# Buying greek car in UK



## samrvy (Mar 26, 2011)

Hi. Any information about buying a Greek car in the UK and driving it back to greece. I believe GROCER may be a good man for this info if your out there ?? Thanks


----------



## The Grocer (May 30, 2010)

Buy a GREEK car in the UK.......now that's a find!

This could be complicated as both parties are supposed to go to the vehicle registration office together and the seller needs certain documents from their accountant......

First I am assuming the buyer has a Greek tax number, and residents certificate. The latter you may get away with not producing at the vehicle registration office, but is doubtful.

HOWEVER........ a partial work around

get the seller to visit their accountant in Greece and obtain the necessary completed SALE documents, signed etc etc. If they are already in the UK perhaps if they have good relationships with their accountant this could be done via internet. The seller gives the buyer the necessary document....

The buyer once in Greece visits the vehicle registration office with the "log book", the sale paper (from the seller's accountant), their passport, AFM (tax number) and residents permit to register the car, they WILL expect the seller to be with you, just tell them they have now left the country......do NOT give in. (that is how I had to register my car)....

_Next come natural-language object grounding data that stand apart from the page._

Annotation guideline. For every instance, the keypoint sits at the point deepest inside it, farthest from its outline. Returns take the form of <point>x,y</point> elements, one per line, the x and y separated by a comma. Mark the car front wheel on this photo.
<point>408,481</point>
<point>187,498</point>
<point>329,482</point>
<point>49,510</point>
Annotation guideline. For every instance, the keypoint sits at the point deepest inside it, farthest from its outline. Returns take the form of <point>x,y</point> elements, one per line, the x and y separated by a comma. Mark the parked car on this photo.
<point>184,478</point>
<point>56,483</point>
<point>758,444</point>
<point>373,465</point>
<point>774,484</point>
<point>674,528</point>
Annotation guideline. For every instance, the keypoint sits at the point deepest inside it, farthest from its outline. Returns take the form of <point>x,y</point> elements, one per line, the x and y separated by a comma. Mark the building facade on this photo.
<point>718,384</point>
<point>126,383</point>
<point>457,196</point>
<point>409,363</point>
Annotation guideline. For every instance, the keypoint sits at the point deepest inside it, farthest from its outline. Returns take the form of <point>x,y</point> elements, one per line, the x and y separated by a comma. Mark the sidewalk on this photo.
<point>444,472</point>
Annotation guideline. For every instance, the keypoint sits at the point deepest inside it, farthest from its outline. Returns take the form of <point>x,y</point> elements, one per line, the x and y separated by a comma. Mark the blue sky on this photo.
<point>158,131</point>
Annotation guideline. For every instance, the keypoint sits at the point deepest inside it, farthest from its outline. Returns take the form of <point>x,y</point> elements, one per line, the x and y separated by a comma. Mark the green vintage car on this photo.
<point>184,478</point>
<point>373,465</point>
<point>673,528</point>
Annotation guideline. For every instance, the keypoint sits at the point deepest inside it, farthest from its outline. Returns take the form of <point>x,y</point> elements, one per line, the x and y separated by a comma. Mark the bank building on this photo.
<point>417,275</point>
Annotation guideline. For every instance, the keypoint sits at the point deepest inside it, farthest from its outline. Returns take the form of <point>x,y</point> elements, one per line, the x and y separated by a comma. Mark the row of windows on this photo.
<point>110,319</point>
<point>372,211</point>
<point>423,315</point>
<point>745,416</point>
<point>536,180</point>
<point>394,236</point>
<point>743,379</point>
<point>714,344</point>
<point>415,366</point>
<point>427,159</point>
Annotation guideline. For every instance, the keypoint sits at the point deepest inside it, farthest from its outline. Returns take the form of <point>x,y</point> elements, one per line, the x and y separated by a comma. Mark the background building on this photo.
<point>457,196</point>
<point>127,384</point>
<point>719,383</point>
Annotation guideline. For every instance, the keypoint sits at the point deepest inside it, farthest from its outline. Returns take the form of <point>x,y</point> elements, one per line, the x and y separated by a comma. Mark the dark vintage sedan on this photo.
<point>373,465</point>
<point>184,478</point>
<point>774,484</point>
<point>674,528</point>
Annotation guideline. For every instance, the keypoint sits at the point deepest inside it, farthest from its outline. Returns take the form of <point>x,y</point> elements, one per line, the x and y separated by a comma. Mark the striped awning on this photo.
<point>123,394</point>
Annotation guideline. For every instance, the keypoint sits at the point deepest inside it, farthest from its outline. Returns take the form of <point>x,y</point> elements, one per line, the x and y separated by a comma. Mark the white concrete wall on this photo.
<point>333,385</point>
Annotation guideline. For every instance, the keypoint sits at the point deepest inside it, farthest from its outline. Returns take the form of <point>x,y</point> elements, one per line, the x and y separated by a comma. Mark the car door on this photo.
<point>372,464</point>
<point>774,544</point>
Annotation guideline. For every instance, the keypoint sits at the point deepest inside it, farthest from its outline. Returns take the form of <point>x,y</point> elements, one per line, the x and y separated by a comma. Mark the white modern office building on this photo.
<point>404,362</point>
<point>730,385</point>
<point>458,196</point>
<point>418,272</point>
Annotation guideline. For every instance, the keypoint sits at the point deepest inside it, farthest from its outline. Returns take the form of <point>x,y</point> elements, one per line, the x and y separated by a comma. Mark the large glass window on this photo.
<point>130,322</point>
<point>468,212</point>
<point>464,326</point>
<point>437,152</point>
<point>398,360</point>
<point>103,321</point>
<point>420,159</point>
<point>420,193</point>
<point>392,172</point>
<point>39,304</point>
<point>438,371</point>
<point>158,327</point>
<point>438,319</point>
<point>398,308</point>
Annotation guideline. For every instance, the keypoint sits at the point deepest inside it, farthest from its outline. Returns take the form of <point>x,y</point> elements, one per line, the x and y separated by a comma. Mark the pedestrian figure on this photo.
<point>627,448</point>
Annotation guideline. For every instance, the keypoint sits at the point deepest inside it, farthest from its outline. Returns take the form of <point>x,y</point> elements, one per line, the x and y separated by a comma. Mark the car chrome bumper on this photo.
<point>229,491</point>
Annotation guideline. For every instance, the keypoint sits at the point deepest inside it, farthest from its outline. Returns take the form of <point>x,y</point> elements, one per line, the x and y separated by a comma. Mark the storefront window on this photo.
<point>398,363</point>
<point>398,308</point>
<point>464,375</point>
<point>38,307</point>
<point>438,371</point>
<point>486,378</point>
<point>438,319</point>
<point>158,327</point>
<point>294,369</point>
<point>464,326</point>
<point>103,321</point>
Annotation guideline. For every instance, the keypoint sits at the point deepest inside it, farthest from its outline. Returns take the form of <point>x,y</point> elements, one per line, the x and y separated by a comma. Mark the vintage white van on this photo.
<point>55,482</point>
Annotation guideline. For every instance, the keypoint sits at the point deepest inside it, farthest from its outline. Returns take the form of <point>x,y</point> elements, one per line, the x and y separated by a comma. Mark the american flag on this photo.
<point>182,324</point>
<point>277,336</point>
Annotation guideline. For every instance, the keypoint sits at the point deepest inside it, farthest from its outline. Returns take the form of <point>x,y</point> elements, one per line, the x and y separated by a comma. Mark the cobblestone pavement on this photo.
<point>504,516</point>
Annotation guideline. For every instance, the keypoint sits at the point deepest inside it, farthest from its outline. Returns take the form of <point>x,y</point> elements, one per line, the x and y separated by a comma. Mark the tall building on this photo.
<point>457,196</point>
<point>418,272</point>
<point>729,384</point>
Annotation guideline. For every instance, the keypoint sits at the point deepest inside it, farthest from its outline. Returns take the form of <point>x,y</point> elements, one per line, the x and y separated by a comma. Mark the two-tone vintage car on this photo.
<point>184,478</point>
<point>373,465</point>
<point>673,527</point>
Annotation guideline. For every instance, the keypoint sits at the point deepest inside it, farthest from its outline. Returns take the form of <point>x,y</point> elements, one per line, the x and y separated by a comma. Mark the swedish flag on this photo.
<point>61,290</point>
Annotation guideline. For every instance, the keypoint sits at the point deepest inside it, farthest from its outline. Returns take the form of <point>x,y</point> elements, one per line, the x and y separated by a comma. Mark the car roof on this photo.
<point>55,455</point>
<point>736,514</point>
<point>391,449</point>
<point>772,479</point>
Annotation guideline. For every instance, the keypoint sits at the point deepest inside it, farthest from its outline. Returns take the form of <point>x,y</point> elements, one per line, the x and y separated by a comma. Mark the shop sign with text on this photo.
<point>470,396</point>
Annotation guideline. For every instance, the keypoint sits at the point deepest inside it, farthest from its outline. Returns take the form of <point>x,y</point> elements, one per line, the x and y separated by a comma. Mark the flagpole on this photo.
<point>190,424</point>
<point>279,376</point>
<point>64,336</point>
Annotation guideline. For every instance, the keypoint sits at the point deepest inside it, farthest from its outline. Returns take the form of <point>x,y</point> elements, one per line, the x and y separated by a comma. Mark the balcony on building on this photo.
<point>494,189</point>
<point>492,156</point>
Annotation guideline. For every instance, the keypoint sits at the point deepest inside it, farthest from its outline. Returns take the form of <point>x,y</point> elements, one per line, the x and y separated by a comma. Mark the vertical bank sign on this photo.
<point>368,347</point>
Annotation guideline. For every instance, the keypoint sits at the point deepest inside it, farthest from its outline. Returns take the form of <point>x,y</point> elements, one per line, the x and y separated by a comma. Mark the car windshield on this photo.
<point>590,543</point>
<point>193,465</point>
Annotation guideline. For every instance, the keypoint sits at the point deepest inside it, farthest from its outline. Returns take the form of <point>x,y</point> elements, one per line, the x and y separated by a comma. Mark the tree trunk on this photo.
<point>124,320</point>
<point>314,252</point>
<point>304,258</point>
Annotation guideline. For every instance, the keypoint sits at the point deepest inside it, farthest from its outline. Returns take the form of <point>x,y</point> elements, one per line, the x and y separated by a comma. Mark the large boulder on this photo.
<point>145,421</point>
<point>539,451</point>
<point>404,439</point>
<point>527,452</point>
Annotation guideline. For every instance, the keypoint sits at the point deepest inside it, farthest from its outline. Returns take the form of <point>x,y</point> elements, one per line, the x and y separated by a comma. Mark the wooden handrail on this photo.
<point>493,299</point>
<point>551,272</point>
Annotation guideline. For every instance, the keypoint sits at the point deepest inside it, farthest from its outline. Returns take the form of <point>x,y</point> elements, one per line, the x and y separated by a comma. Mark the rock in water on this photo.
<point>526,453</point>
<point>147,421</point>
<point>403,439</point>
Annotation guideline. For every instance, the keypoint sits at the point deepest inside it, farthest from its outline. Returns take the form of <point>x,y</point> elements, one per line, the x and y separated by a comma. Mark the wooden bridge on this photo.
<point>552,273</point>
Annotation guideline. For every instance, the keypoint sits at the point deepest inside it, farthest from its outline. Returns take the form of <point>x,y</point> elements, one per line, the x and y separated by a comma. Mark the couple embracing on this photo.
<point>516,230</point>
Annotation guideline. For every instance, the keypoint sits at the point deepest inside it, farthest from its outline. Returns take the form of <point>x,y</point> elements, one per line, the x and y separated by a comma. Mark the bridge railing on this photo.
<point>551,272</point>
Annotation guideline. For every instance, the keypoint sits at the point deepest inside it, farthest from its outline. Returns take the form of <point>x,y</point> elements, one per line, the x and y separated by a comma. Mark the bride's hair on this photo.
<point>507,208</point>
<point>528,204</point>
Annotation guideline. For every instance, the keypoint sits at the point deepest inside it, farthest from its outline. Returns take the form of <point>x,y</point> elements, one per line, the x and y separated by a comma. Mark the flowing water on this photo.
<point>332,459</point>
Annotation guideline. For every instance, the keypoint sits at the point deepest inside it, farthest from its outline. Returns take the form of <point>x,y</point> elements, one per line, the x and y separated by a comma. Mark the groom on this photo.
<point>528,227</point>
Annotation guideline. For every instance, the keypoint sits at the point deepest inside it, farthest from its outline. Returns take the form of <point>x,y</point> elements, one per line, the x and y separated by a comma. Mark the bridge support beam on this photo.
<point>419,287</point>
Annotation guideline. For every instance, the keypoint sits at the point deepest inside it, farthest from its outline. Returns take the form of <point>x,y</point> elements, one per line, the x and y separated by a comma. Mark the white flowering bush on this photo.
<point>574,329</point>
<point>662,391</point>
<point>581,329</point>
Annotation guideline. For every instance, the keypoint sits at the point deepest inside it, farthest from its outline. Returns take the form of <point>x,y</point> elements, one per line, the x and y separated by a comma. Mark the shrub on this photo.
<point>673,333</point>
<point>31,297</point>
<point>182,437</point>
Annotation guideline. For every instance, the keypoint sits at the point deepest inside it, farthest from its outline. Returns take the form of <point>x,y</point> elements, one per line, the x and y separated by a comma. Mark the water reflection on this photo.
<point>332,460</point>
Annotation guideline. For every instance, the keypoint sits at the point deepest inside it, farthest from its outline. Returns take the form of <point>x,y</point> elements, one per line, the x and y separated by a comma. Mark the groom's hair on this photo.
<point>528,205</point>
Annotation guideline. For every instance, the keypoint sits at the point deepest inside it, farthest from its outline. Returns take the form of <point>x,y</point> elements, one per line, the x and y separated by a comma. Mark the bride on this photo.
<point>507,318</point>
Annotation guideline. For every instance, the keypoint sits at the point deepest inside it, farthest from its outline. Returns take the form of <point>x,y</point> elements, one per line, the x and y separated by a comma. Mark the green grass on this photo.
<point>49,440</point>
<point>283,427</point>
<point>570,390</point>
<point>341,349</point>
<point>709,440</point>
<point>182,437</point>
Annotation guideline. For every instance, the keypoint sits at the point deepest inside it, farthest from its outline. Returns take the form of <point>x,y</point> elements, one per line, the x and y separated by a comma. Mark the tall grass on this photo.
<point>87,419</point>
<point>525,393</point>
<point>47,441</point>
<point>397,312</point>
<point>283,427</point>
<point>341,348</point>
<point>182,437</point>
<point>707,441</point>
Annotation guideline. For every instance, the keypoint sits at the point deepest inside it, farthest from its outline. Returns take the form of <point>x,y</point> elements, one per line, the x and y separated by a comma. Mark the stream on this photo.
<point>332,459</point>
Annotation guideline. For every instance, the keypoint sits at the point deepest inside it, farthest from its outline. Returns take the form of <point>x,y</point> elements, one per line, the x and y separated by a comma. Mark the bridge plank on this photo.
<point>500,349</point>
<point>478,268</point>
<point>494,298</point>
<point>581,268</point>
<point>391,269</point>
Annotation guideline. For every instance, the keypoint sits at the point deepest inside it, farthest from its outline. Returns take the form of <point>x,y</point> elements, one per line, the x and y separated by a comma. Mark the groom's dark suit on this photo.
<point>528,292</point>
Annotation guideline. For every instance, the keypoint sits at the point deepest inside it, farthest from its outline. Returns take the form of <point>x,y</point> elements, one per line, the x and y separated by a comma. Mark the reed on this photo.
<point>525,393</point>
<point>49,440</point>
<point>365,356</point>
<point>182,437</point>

Insurance for the trip to Greece could be problematic though? UK companies will not insure a Greek plated car, you will probably need to contact a Greek insurance agency that will cover you....


----------



## samrvy (Mar 26, 2011)

Thanks to the grocer yet again !!
After lots of pondering I think this one could be more trouble than it's worth. The car is registered in greece but for sale in London.( at a very good price ) The current owner lived in greece before moving to uk but isn't Greek. How would I know the car is not stolen ? Was it bought on finance ? It's not so easy to check data like we can back. In the uk. It would be a bit of a ****** if I got back to greece only to have it confiscated by the police.


----------



## The Grocer (May 30, 2010)

Considering what you have now said, I think you are 100% correct not to proceed


----------



## samrvy (Mar 26, 2011)

Thanks again The Grocer


----------